ANKARA - Kemoterapi alan kanserli hastaların yakınlarında depresyon görülme oranının yüzde 64 olduğu tespit edildi.

Türk Onkoloji Grubu Derneği Destek Tedaviler Çalışma Grubu tarafından "Kemoterapi alan kanserli hastaların yakınlarının psikososyal durumlarının incelenmesi (turquoise çalışması)" başlıklı araştırma yapıldı.

Çok merkezli ulusal çalışmada, Türkiye'de kemoterapi gören kanser hastalarının yakınlarındaki sosyoekonomik durumun belirlenmesi, depresyon sıklığının ve ilgili faktörlerin irdelenmesi ve kanserli hastaların yakınlarının psikososyal profilinin oluşturulması amaçlandı.

Etik kurul onayı alındıktan sonra başlayan araştırmaya, kemoterapi alan hastaların sürekli refakatçisi konumunda olan yakınlarından sadece birisi dahil edildi.

İstanbul, Ankara ve İzmir'i kapsayan ve 706 hasta yakının katıldığı araştırma, anket şeklinde yapıldı. Anket, kanserli hastanın yakınlarının demografik ve sosyoekonomik özelliklerinin yanı sıra kendisi, hastası ve kanser hastalığıyla ilgili gösterdikleri tutum ve davranış biçimlerini ölçen sorulardan oluştu. Ayrıca, yakını oldukları hastaların kanser tanısını bilip bilmediklerine göre sahip oldukları tutum ve davranış biçimleri de ölçüldü.
    
Hasta yakınlarında hafif derecede depresyon tespit edildi
  
 
Araştırmayla, katılımcılarda depresyon görülme oranı yüzde 64 olarak saptandı ve bunların yüzde 91'inde hafif derecede depresyon tespit edildi.
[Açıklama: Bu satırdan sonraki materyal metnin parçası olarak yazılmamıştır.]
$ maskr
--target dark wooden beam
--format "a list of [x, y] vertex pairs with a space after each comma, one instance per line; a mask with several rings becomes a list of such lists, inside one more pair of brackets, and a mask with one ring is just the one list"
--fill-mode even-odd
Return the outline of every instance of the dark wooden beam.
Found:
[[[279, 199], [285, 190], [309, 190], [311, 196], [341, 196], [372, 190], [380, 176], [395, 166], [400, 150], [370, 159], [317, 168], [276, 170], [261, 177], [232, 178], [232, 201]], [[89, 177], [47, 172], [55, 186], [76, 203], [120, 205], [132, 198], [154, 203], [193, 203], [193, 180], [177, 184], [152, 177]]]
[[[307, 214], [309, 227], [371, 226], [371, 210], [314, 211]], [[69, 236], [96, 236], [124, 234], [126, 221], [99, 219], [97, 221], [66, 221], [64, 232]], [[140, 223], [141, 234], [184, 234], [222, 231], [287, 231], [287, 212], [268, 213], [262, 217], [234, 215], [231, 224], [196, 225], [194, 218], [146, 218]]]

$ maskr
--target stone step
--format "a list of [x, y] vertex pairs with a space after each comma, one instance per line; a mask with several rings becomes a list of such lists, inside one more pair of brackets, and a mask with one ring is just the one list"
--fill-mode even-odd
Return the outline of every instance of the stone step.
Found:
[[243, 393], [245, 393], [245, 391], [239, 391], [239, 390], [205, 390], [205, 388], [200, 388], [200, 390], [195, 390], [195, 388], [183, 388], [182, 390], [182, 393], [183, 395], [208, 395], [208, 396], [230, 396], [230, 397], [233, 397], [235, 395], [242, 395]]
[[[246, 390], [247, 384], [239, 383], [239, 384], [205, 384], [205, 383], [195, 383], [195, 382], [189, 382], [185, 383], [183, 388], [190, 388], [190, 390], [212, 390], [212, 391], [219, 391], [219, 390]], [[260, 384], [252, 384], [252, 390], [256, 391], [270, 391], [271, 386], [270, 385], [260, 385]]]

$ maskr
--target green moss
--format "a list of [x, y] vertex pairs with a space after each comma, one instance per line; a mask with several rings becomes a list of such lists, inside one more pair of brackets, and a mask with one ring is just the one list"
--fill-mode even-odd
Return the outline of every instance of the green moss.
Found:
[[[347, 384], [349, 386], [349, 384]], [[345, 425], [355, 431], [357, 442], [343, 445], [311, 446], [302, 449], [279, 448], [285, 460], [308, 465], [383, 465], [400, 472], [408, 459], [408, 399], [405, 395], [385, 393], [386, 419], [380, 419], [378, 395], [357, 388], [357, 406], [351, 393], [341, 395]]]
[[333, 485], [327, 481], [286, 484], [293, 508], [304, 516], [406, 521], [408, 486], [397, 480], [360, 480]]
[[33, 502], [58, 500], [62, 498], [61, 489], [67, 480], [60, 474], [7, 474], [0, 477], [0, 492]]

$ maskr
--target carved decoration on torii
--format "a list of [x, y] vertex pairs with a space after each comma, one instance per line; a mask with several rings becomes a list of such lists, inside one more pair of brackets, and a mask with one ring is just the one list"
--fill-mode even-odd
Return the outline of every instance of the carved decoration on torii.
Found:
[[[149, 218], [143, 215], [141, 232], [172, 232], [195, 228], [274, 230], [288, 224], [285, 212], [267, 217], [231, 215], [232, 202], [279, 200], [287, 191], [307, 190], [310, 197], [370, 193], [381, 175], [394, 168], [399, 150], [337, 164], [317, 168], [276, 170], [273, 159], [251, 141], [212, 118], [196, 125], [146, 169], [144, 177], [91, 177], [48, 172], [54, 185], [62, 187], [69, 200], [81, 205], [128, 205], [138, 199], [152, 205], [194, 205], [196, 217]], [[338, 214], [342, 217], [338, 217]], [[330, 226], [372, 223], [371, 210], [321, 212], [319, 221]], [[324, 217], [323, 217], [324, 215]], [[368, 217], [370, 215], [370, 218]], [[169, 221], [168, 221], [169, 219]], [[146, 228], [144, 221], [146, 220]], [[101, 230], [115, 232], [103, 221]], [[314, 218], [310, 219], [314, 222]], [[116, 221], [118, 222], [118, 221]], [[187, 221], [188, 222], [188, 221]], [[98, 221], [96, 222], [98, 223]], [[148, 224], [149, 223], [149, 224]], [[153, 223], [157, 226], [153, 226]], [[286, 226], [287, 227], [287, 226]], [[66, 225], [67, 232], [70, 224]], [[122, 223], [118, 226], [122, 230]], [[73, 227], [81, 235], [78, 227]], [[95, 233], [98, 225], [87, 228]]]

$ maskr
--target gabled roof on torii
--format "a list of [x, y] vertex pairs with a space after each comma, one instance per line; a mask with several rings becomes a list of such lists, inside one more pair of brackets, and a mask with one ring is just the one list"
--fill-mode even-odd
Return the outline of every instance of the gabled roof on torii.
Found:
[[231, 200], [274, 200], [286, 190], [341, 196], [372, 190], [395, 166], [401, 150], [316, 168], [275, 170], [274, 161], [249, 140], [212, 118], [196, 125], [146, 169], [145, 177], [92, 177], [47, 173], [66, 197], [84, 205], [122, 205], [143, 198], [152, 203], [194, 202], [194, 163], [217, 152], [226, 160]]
Genç yaş, kadın cinsiyet, yüksek eğitim durumu, düşük ekonomik düzey, tedavi sürecinde yaşanan maddi kayıp, hasta tarafından tanısının bilinmiyor olması, metastatik hastalık ve düşük sağ kalım süresiyle depresyon varlığı arasında anlamlı ve pozitif korelasyon olduğu saptandı. Buna göre, tüm bireylerin yüzde 64'ünde kanser olma kaygısı ve yüzde 44'ünde diğer kişilere kızgınlık, öfke hislerinin bulunduğu belirlendi.

Araştırma sonucunda, kanserli hasta ile iletişim kurulurken, hasta yakınlarının da içinde bulundukları psikososyal durumun, mutlaka göz önüne alınması gerektiği vurgulandı.

Hasta ve hekim arasındaki uyum için, hasta yakınlarından depresyon ve anksiyete yönünden riskli olanların sosyal ve psikolojik yönden desteklenmesi gerektiği yönünde görüş bildirildi.